I don't know much about civil court, but the guy Jermaine punched was knocked unconscious and taken to the hospital on a stretcher. I'd imagine there are some sort of damages associated with that. But millions? I highly doubt it.

You never know though, after all this is a country where burglars have successfully sued home owners for injuries incurred while robbing their house.


----------



## Copper (Dec 9, 2004)

*pacerguy*

It is amussing that you can take any sentence and throw your own spin on it, you should be in politics. However I deal in thruths and facts. If you watch the video? you will see artest go into the stands and grab the wrong guy( correct) this is assault. You will also see Jackson come in and hammer some guy behind him while Artest is holding the innocent guy. So your take on Artest being attacked before Jackson attacks is completely false.
You say that Ben got a piece of Artest? When? Artest committed a cheap foul and Ben retaliated, This is when Artest RAN AWAY and Steven Jackson started yapping at anyone that would listen. Ben only wanted Artest, lets face it if you are gonna be a thug? why not stay there and face the music? Hell no, Artest ran as fast as he could, not to avoid punishment from the nba,,,,,but to assure that he continues to breathe for another day.
As far as you claiming Bens brother sucker punching Jones, well by your own account of Oneal standing up to protect artest, Bens brother was protecting the fans. As well, the players that entered the stands deserved to be beaten as much as the fans that got onto the court.
You are a strange breed if you think Oneals punch was sweet? A defenseless individual half his size? and he sneak attacks from behind as the guy tries to get up and flee? that image was disgraceful. Nothing short of a hooligan and I can only hope that someday it is returned to him tenfold.
I will try to enlighten you to the point you either refuse to see, or refuse to admit.
Ben kept everything on ther court........................player to player. cheap fouls and fights happen in the nba from time to time. Either the players sort it out? or the league takes care of it. BUT YOU NEVER GO INTO THE STANDS!!!!!!!!!!!!!!
How can Ben be held accountable for some idiot fan and The moron Artest????? Ben got 6 games which is pretty typical of his reaction if you go back to recent fights in the nba.
Artest being sent packing and the other suspensions levied have absolutely nothing to do with Ben.
And Oneal bringing this crap up only furthers to show he is too dumb to put the blame where it belongs. On his idiot thugs for teammates.
Respond if you want to, I am tired of saying the same things over and over. I guess we will agree to disagree....and Ill still be right....


----------



## jvanbusk (Jun 9, 2002)

*Re: pacerguy*



> Originally posted by <b>Copper</b>!
> Ben got 6 games which is pretty typical of his reaction if you go back to recent fights in the nba.

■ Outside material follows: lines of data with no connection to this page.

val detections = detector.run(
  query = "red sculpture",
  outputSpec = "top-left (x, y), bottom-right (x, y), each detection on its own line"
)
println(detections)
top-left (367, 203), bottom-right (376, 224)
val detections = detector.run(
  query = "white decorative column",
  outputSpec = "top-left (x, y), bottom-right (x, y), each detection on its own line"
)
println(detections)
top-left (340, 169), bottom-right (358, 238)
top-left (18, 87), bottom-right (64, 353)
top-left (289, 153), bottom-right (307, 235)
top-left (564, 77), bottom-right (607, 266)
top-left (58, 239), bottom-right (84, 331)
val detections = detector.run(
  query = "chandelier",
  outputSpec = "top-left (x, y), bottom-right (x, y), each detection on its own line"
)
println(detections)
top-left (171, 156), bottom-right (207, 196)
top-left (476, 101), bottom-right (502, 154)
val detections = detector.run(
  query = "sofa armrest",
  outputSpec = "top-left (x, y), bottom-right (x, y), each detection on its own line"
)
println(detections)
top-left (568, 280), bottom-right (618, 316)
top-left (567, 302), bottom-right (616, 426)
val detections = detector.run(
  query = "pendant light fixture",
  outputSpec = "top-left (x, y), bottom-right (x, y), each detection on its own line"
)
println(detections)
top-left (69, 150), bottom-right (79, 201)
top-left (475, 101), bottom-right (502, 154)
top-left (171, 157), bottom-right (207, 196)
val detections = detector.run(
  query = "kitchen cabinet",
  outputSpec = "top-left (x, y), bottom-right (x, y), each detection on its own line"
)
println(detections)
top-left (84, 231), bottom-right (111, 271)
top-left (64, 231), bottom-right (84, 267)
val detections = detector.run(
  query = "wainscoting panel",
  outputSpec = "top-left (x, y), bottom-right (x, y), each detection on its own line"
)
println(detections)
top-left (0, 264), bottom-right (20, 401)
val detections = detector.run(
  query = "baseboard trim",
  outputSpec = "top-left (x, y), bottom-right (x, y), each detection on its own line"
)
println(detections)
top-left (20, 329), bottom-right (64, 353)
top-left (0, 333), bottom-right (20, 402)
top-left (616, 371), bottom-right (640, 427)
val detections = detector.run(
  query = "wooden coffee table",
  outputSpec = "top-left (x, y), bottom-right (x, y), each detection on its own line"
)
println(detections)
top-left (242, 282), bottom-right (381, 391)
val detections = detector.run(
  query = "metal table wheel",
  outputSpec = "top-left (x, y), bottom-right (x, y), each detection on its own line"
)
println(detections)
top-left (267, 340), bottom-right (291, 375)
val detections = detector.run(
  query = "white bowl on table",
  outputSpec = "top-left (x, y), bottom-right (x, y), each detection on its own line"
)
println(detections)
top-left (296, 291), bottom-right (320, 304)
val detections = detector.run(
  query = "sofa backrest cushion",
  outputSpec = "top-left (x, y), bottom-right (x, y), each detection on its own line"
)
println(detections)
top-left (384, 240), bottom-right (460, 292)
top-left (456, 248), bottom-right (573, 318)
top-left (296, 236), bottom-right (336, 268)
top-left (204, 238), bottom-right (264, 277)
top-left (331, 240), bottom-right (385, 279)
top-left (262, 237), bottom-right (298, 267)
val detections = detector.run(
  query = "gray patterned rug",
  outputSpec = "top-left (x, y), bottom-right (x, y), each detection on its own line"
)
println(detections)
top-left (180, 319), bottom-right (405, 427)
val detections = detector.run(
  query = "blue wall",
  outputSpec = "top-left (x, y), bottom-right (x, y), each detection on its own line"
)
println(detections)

It really wasn't that typical. The NBA struck down on Ben Wallace pretty hard, for the extent of his actions.


----------



## nmuman (Nov 26, 2003)

The simple fact that PacerguyUSA says that he is bored and decides to break down every sentence further illustrates him being OWNED!!!!!

When is this guy going to realize that no one here likes him?


----------



## thrillhouse (Apr 18, 2003)

> Originally posted by <b>Midnight_Marauder</b>!
> 
> 
> Yeah at a WDFN show when they had Killer Kowalski and Roy Williams on the air...after the show Roy Williams said he was done signing autographs and this one guy wouldnt leave him alone....finally Roy went up and started to push him until Killer broke them up.....nothing was really said in the news because no punches were thrown or anything but the guy is suing Roy Williams.....Stoney and Wojo pretty much had an entire show on it back in December....
> ...


i listened to this show and i remember killer vehemently denying that williams had any phsical contact with him. He said the guy was harrasing williams for the whole show and followed him out to the car and was still shouting obcenities. then williams got of of his car and walked over to the guy, but killer steped in just in case anything was gonna go down.


----------



## PacersguyUSA (Sep 1, 2002)

*Re: pacerguy*



> Originally posted by <b>Copper</b>!
> If you watch the video? you will see artest go into the stands and grab the wrong guy( correct) this is assault.


In your first post you said attack, and now you are saying assault. Those are two different terms. You could claim that Artest assaulted the man, although that is still a stretch, seeing as Artest merely grabbed him. Artest definately did not attack the man. A teacher that grabs a student would not be charged with assault.



> You will also see Jackson come in and hammer some guy behind him while Artest is holding the innocent guy. So your take on Artest being attacked before Jackson attacks is completely false.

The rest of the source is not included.